- Born: 7 June 1916 Claremont, Western Australia
- Died: 14 February 2005 (aged 88)
- Allegiance: Australia
- Branch: Australian Army
- Service years: 1940–1954
- Rank: Major
- Unit: 3rd Battalion, Royal Australian Regiment
- Conflicts: Second World War; Korean War Battle of Maryang San; ;
- Awards: Distinguished Service Order Member of the Order of Australia

= Jack Gerke =

Australian Army officer

Jack Gerke, (7 June 1916 – 14 February 2005) was an officer in the Australian Army, serving in the Second World War and Korean War.

==Biography==
Gerke was born in Claremont, Western Australia on 7 June 1916. During the Second World War he enlisted in the Second Australian Imperial Force (2nd AIF) on 6 August 1940. An assistant moulder before the war, he was appointed as a lieutenant in 1941 and served in the 2/16th Battalion and the 26th Battalion.

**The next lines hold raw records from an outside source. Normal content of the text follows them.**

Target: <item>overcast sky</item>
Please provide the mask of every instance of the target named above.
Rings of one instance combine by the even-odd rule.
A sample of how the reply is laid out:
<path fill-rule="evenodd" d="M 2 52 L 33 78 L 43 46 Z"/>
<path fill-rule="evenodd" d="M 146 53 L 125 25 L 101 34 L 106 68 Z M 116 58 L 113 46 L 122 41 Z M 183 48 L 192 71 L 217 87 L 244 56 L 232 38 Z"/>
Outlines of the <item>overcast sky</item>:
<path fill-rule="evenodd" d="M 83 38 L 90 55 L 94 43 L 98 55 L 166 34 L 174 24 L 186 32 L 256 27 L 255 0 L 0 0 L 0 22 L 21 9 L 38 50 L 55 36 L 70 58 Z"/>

Placed into the Reserve of Officers in 1947, he was promoted to captain in 1950 and served in the 3rd Battalion, Royal Australian Regiment (3 RAR) during the Korean War in 1951–52. He was awarded the Distinguished Service Order for bravery and leadership during the Battle of Maryang San in July 1951. From 1952 to 1954 he served as officer commanding No. 1 Reinforcement Holding Unit. Reaching the rank of major, he resigned from the Army in 1954. In 1976 he was appointed a Member of the Order of Australia for service to veterans. Gerke died on 14 February 2005 at the age of 88.